Hal ini disampaikan Heru di hadapan ayah dan adik korban saat mengadu ke Komisi III DPR.
PKB, kata Heru, tidak pernah mentolerir siapapun anggota DPR fraksi partaimaupun keluarganya yang melakukan tindakan kejahatan.
"Kita tidak akan pernah mentolerir dan tidak akan pernah memberikan perlindungan," ujar Heru.
Penonaktifan ini, lanjut Heru, merupakan komitmen PKB untuk tidak memberikan perlindungan bagi keluarga pelaku.
Selain itu, PKB juga mendorong Mahkamah Agung (MA) dan Komisi Yudisial (KY) melakukan pemeriksaan terhadap majelis hakim Pengadilan Negeri (PN) Surabaya yang menjatuhkan vonis bebas kepada Ronald Tannur.
"Kita harus meminta kepada MA kepada KY untuk memeriksa hakim yang memberikan keputusan bebas kepada tersangka," ujar Heru.
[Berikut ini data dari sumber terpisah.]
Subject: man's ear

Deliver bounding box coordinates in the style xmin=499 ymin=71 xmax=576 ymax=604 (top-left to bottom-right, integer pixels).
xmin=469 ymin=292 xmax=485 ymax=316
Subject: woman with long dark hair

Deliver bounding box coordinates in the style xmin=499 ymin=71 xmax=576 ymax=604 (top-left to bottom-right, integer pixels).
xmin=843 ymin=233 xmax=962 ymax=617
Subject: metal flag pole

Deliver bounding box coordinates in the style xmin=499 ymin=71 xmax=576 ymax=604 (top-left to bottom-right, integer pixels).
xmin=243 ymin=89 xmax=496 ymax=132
Baca juga: Komjak Supervisi Kejari Surabaya Awasi Kasasi Kasus Pembunuhan Dini Sera oleh Ronald Tannur
Hal ini dilakukan karena ditemui beberapa kejanggalan dalam pertimbangan hakim yang memvonis bebas Ronald Tannur.
Menurut Heru, hakim tidak menjadikan pasal tentang pembunuhan dan penganiayaan sebagai pertimbangan putusan.
"Ada lagi pasal yang orang dengan tidak sengaja atau namanya telah menghilangkan nyawa seseorang ini juga tidak digunakan," jelas Heru.
Padahal, dari hasil-hasil temuan menunjukkan dugaan adanya unsur penganiayaan terhadap Dini.
Sebagaimana diketahui, majelis hakim PN Surabaya telah menjatuhkan vonis bebas untuk Ronald Tannur, pelaku penganiayaan.
Sebelum divonis bebas, jaksa menuntut agar Ronald dihukum 12 tahun penjara atas pembunuhan terhadap Dini.
Namun, hakim menganggap seluruh dakwaan jaksa gugur lantaran selama persidangan tidak ditemukan bukti yang meyakinkan.
"Sidang telah mempertimbangkan dengan seksama dan tidak menemukan bukti yang meyakinkan terdakwa bersalah seperti yang didakwa," demikian keterangan Majelis Hakim, Erintuah Damanik, Rabu (24/7/2024), di persidangan.
Dalam vonisnya, hakim menganggap Ronald Tannur masih melakukan upaya pertolongan terhadap korban di masa-masa kritis.
Adapun tindakan terdakwa yakni membawa korban ke rumah sakit untuk memperoleh perawatan.
Hakim juga menganggap tewasnya korban bukan akibat penganiayaan yang dilakukan Ronald Tannur.
Sebaliknya, korban diduga meninggal dunia akibat mengonsumsi minuman keras (miras) saat berkaraoke di Blackhole KTV Club, Surabaya.
Miras itu, kata Erintuah, mengakibatkan munculnya penyakit tertentu sehingga korban tewas.
"Kematian Dini bukan karena luka dalam pada hatinya. Tetapi, karena ada penyakit lain disebabkan minum-minuman beralkohol saat karaoke sehingga mengakibatkan meninggalnya Dini," ucap Erintuah.